TRIBUNNEWS.COM, SERANG - Badan Penanggulangan Bencana Daerah (BPBD) Kabupaten Serang Provinsi Banten menetapkan status siaga menyusul tanah longsor terjadi di kawasan Gunung Kaupas, Kampung Cibodas, Desa Kadubeureum, Kecamatan Padarincang, Selasa (6/1/2026).
Kepala BPBD Kabupaten Serang, Ajat Sudrajat, mengatakan longsor terjadi di wilayah lereng perbukitan dengan tingkat kemiringan yang cukup curam.
Berdasarkan laporan sementara, material longsoran berada sekitar satu kilometer dari permukiman warga.
Baca juga: Banjir Landa Sitaro Sulawesi Utara: 14 Orang Meninggal, 4 Masih Hilang
"Telah terjadi longsor di kawasan Gunung Kaupas. Material longsoran saat ini berjarak kurang lebih satu kilometer dari permukiman warga. Hingga laporan ini disampaikan, belum ada laporan korban jiwa," kata Ajat Sudrajat saat dikonfirmasi.

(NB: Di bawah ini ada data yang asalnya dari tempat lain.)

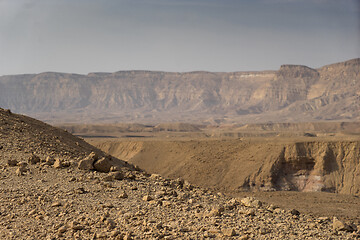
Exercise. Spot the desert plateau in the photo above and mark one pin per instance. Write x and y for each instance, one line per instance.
(198, 155)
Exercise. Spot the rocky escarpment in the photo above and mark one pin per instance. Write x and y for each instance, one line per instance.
(293, 93)
(64, 198)
(233, 165)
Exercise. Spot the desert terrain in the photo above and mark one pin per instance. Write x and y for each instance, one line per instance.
(197, 155)
(292, 93)
(57, 186)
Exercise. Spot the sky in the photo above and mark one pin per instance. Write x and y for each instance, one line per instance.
(82, 36)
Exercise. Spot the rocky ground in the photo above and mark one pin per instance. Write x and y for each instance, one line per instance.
(53, 187)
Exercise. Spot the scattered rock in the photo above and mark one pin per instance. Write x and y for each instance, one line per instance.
(123, 195)
(251, 202)
(58, 163)
(56, 204)
(103, 165)
(295, 212)
(341, 226)
(229, 232)
(147, 198)
(12, 162)
(88, 162)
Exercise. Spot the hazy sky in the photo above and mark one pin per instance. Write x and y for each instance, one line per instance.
(82, 36)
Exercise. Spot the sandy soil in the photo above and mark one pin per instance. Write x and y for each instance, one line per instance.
(220, 164)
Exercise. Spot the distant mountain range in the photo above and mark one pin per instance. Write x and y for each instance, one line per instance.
(294, 93)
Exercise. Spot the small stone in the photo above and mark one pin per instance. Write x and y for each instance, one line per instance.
(58, 163)
(62, 229)
(295, 212)
(50, 160)
(88, 162)
(20, 171)
(110, 223)
(251, 202)
(103, 165)
(229, 232)
(341, 226)
(215, 212)
(56, 204)
(80, 190)
(76, 226)
(123, 195)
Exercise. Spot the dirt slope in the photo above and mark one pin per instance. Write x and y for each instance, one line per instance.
(45, 198)
(232, 165)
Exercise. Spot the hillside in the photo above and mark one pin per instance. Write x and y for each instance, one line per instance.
(292, 94)
(47, 193)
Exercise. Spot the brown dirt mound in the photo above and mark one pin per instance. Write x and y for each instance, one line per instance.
(233, 165)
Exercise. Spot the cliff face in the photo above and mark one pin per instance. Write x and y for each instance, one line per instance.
(293, 93)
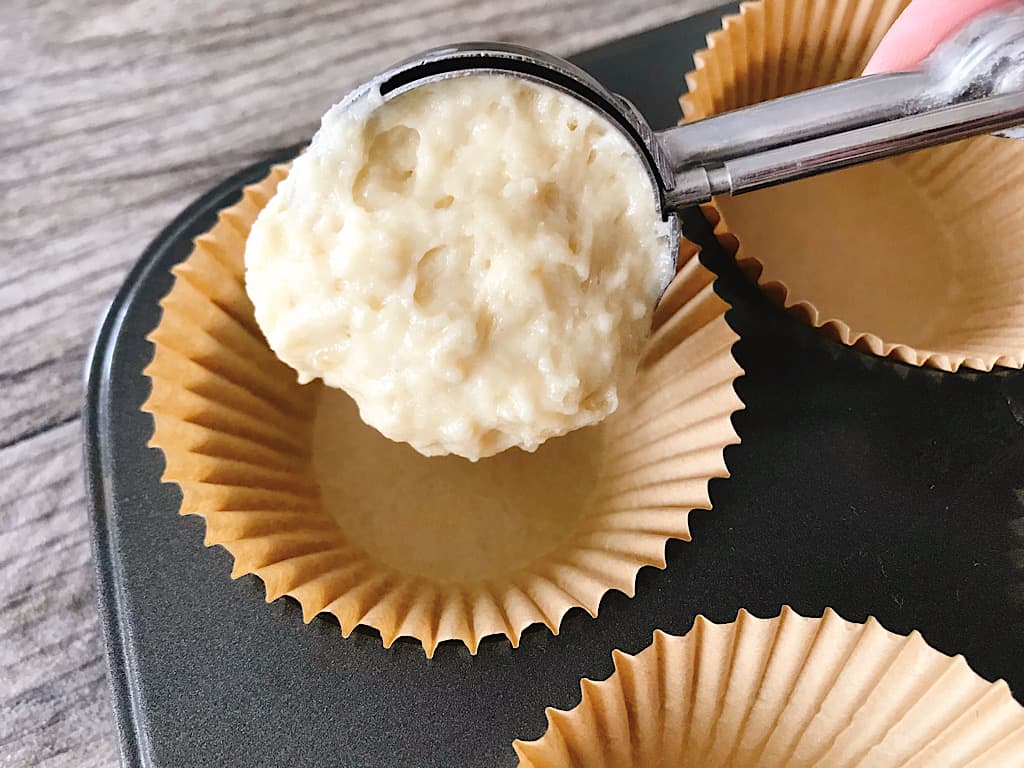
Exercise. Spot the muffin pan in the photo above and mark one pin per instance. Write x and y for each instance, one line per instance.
(861, 484)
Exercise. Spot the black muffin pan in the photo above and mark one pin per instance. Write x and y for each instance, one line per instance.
(863, 484)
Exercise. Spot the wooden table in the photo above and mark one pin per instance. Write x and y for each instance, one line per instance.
(116, 115)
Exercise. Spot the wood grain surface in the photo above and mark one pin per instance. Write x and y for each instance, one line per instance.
(116, 115)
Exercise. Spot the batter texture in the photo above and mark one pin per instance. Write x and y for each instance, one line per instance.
(474, 261)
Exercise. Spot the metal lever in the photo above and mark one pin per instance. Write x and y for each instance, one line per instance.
(972, 84)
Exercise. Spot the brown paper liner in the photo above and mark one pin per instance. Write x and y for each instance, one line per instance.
(913, 257)
(785, 691)
(326, 510)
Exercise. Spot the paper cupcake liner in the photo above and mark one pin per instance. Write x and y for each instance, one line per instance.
(785, 691)
(912, 257)
(326, 510)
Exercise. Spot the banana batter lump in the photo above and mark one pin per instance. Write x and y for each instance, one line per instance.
(475, 262)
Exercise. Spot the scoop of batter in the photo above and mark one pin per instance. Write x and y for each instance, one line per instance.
(474, 261)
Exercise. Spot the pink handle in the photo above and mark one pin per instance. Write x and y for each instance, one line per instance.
(923, 26)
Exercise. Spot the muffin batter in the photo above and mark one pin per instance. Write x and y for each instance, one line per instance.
(474, 261)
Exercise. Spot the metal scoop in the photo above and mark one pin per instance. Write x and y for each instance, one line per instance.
(972, 84)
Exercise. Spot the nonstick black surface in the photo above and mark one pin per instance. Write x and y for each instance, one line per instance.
(862, 484)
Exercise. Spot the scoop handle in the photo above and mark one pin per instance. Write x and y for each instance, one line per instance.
(972, 84)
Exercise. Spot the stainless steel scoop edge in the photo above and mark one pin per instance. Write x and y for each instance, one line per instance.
(972, 84)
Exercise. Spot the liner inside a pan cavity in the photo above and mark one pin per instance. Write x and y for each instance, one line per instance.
(780, 692)
(323, 508)
(913, 257)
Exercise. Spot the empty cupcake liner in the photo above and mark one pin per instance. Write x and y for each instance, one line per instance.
(912, 257)
(785, 691)
(326, 510)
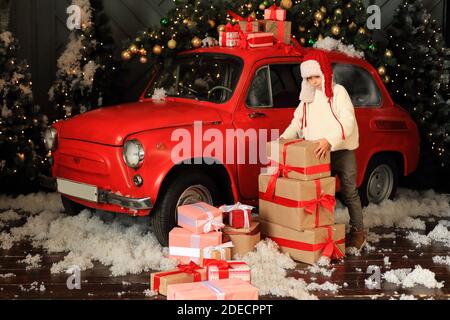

Ia menyampaikan, hingga saat ini BPBD masih mendata dampak kerusakan akibat kejadian tersebut.
Korban Jiwa Nihil
Sementara itu, status korban jiwa dinyatakan nihil, meski proses pendataan masih terus berlangsung di lapangan.
"Untuk kerusakan masih dalam tahap pendataan. Tim kami sudah bergerak menuju lokasi untuk melakukan kaji cepat dan memastikan kondisi terkini di lapangan," ujarnya.
Ajat menjelaskan, wilayah Gunung Kaupas memiliki potensi ancaman longsor susulan, terutama jika terjadi hujan dengan intensitas sedang hingga tinggi.
Ancaman yang diwaspadai meliputi pergerakan tanah lanjutan, bertambahnya volume material longsoran, serta risiko terhadap akses jalan dan permukiman yang berada di jalur aliran material.
"Kondisi geografisnya berada di lereng perbukitan yang curam, sehingga potensi longsor susulan masih cukup tinggi. Kami mengimbau masyarakat untuk meningkatkan kewaspadaan, terutama saat hujan," tegasnya.
Sebagai langkah antisipasi, BPBD Kabupaten Serang merekomendasikan evakuasi sementara bagi warga yang berada di zona rawan longsor dan sepanjang jalur potensi aliran material.
Selain itu, masyarakat diminta untuk tidak beraktivitas di sekitar lokasi longsoran.
Baca juga: Belajar di Atas Terpal Plastik Kusam, Potret Haru Siswa SD di Aceh Tamiang Usai Banjir Bandang
"Kami merekomendasikan evakuasi sementara, menyiapkan titik kumpul atau pos pengungsian di lokasi aman, serta melarang aktivitas warga di sekitar area longsor. Evakuasi secara masif akan dilakukan apabila terjadi hujan lebat atau terindikasi adanya pergerakan tanah lanjutan," jelas Ajat.
Saat ini, BPBD Kabupaten Serang menetapkan status siaga darurat atau penanganan awal.